“’E’s got a gentleman with him,” old Tom added.
“Don’t breathe a word that I’m here,” urged the spy, and then, slipping into the stuffy little bedroom, he closed the door and turned the key. Afterwards he stood listening eagerly for the arrival of the visitors.
In a few moments there was a loud knocking on the tarred door, and, with a grunt, Tom rose to open it.
“Hulloa, Tom!” cried the petty-officer of the coastguard cheerily. “’Morning! How are you?”
“Oh! pretty nicely, Muster Judd—if it warn’t for my confounded rheumatics. An’ now, to cap it all, I’ve got my girl laid up ’ere very bad. She only got ’ome last night.”
“Oh!” exclaimed Mr Judd. “But I thought you had a gentleman visitor this morning?”
“Gentleman visitor?
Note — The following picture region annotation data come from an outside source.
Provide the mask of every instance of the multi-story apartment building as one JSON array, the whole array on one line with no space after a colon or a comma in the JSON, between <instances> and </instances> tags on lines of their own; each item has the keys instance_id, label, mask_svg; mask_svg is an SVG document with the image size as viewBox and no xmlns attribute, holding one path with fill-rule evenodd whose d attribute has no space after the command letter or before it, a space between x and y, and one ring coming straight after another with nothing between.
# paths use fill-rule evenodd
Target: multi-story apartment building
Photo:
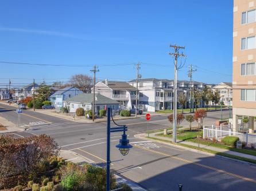
<instances>
[{"instance_id":1,"label":"multi-story apartment building","mask_svg":"<svg viewBox=\"0 0 256 191\"><path fill-rule=\"evenodd\" d=\"M212 91L219 91L220 96L220 101L226 106L232 106L233 91L232 83L221 82L211 87ZM214 105L212 103L212 105Z\"/></svg>"},{"instance_id":2,"label":"multi-story apartment building","mask_svg":"<svg viewBox=\"0 0 256 191\"><path fill-rule=\"evenodd\" d=\"M91 91L93 92L93 87ZM95 93L120 102L121 109L131 109L136 104L136 89L126 82L106 81L95 84ZM141 96L139 94L139 96ZM140 99L140 98L138 98Z\"/></svg>"},{"instance_id":3,"label":"multi-story apartment building","mask_svg":"<svg viewBox=\"0 0 256 191\"><path fill-rule=\"evenodd\" d=\"M255 9L256 1L234 1L233 129L239 116L249 116L249 133L256 116Z\"/></svg>"},{"instance_id":4,"label":"multi-story apartment building","mask_svg":"<svg viewBox=\"0 0 256 191\"><path fill-rule=\"evenodd\" d=\"M129 82L136 87L136 79ZM178 94L187 94L188 107L189 88L194 86L195 89L201 90L205 84L187 81L178 81ZM159 110L173 109L173 80L166 79L145 78L139 79L138 83L139 90L139 104L144 110L155 112ZM179 103L178 103L179 107Z\"/></svg>"}]
</instances>

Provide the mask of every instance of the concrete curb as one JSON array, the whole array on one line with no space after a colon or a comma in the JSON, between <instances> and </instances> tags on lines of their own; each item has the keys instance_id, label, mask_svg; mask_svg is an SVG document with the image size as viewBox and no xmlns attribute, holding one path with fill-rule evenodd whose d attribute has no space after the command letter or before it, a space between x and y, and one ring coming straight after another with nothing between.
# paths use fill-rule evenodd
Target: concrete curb
<instances>
[{"instance_id":1,"label":"concrete curb","mask_svg":"<svg viewBox=\"0 0 256 191\"><path fill-rule=\"evenodd\" d=\"M230 157L228 157L222 156L218 155L218 154L215 154L209 153L207 153L207 152L203 152L203 151L201 151L201 150L199 150L195 149L191 149L191 148L187 148L187 147L185 147L185 146L181 146L181 145L176 145L176 144L174 144L168 143L168 142L164 142L164 141L161 141L160 140L153 140L153 139L150 139L150 138L146 138L145 137L141 137L141 136L140 136L140 134L135 135L134 137L135 136L136 136L136 137L138 137L138 138L140 138L141 139L145 140L151 140L151 141L153 140L154 141L156 141L156 142L159 142L159 143L161 143L161 144L165 144L165 145L171 145L171 146L176 146L176 147L180 148L183 148L183 149L185 148L185 149L186 149L187 150L189 150L189 151L191 151L191 152L199 153L201 153L201 154L205 154L205 155L211 156L216 157L218 157L218 158L220 158L227 160L233 161L235 161L235 162L239 162L239 163L244 164L246 164L246 165L249 165L249 166L255 166L256 167L256 164L255 164L251 163L251 162L247 162L247 161L241 161L241 160L239 160L238 159L230 158ZM209 149L209 150L210 150L210 149ZM244 158L246 158L246 157L244 157Z\"/></svg>"}]
</instances>

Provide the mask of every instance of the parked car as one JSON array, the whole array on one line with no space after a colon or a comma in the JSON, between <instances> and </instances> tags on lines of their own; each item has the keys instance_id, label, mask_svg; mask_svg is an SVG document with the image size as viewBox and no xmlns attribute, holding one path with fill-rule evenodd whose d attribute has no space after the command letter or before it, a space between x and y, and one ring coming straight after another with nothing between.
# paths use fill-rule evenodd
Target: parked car
<instances>
[{"instance_id":1,"label":"parked car","mask_svg":"<svg viewBox=\"0 0 256 191\"><path fill-rule=\"evenodd\" d=\"M130 112L131 112L131 114L135 114L135 108L131 109L130 110ZM138 114L139 114L139 115L141 115L141 114L142 114L142 113L143 113L143 111L142 111L141 109L138 109L137 110L137 113Z\"/></svg>"},{"instance_id":2,"label":"parked car","mask_svg":"<svg viewBox=\"0 0 256 191\"><path fill-rule=\"evenodd\" d=\"M42 106L42 109L55 109L55 107L53 105L45 105Z\"/></svg>"},{"instance_id":3,"label":"parked car","mask_svg":"<svg viewBox=\"0 0 256 191\"><path fill-rule=\"evenodd\" d=\"M26 105L25 104L20 104L19 108L20 109L26 109Z\"/></svg>"}]
</instances>

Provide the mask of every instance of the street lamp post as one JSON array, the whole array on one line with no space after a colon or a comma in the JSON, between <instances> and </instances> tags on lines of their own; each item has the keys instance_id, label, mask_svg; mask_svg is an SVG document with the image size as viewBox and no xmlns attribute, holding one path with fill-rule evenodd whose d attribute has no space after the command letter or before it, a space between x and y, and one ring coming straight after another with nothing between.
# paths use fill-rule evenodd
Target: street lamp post
<instances>
[{"instance_id":1,"label":"street lamp post","mask_svg":"<svg viewBox=\"0 0 256 191\"><path fill-rule=\"evenodd\" d=\"M112 117L112 114L110 112L110 108L107 108L107 191L110 190L110 133L113 132L123 132L122 138L119 140L119 144L115 146L118 148L120 153L123 156L128 154L129 150L133 147L129 144L129 140L127 138L127 134L125 132L127 130L126 125L117 125L112 117L113 122L117 125L117 127L110 128L110 116Z\"/></svg>"}]
</instances>

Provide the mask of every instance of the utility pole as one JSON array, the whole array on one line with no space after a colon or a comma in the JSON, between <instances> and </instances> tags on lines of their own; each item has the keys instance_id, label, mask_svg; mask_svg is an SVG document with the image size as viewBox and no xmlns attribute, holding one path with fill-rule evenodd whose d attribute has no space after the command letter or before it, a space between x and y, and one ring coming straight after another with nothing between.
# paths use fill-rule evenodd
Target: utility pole
<instances>
[{"instance_id":1,"label":"utility pole","mask_svg":"<svg viewBox=\"0 0 256 191\"><path fill-rule=\"evenodd\" d=\"M9 105L11 105L11 80L9 80Z\"/></svg>"},{"instance_id":2,"label":"utility pole","mask_svg":"<svg viewBox=\"0 0 256 191\"><path fill-rule=\"evenodd\" d=\"M193 113L194 112L194 83L193 83L193 91L192 91L192 101L191 101L191 86L192 86L192 73L194 71L196 71L196 69L194 69L193 67L195 66L192 65L191 64L189 66L188 66L188 76L189 78L190 78L190 86L189 86L189 102L190 102L190 113L191 113L191 108L193 108Z\"/></svg>"},{"instance_id":3,"label":"utility pole","mask_svg":"<svg viewBox=\"0 0 256 191\"><path fill-rule=\"evenodd\" d=\"M136 109L135 110L135 116L137 117L137 109L138 109L138 82L139 78L141 78L141 75L139 74L139 70L141 69L139 67L141 63L138 62L135 65L136 66L137 75L136 75Z\"/></svg>"},{"instance_id":4,"label":"utility pole","mask_svg":"<svg viewBox=\"0 0 256 191\"><path fill-rule=\"evenodd\" d=\"M33 108L34 111L34 81L33 82Z\"/></svg>"},{"instance_id":5,"label":"utility pole","mask_svg":"<svg viewBox=\"0 0 256 191\"><path fill-rule=\"evenodd\" d=\"M173 56L174 58L174 79L173 84L173 141L176 142L177 141L177 70L182 67L180 65L178 67L178 58L185 57L186 55L183 53L180 54L179 50L181 49L185 49L185 46L180 46L175 44L174 45L170 45L170 47L173 47L174 49L173 53L169 53L170 55Z\"/></svg>"},{"instance_id":6,"label":"utility pole","mask_svg":"<svg viewBox=\"0 0 256 191\"><path fill-rule=\"evenodd\" d=\"M95 81L96 81L96 73L97 71L99 71L99 70L96 70L98 66L94 65L94 69L91 70L91 71L92 71L94 73L94 100L92 101L92 121L94 121L94 112L95 112Z\"/></svg>"}]
</instances>

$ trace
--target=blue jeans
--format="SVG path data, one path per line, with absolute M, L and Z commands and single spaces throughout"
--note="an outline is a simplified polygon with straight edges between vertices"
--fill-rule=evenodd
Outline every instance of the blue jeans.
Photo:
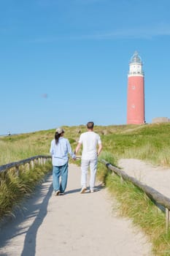
M 53 166 L 53 185 L 54 191 L 60 190 L 61 193 L 64 192 L 66 188 L 67 177 L 68 162 L 62 166 Z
Yes. I’ve ’ad the doctor to my girl—a visitor I’ve got to pay—if that’s what you mean. She’s been awful bad all night, an’ Ted’s now gone into Skegness for some med’cine for ’er.”
The man who accompanied the coastguard-officer remarked:
“This is a lonely house of yours, Mr Small. A long way from the doctor—eh?”
“It is, sir, an’ no mistake. We don’t see many people out ’ere, except Mr Judd, or Mr Bennett—or one o’ the men on patrol.”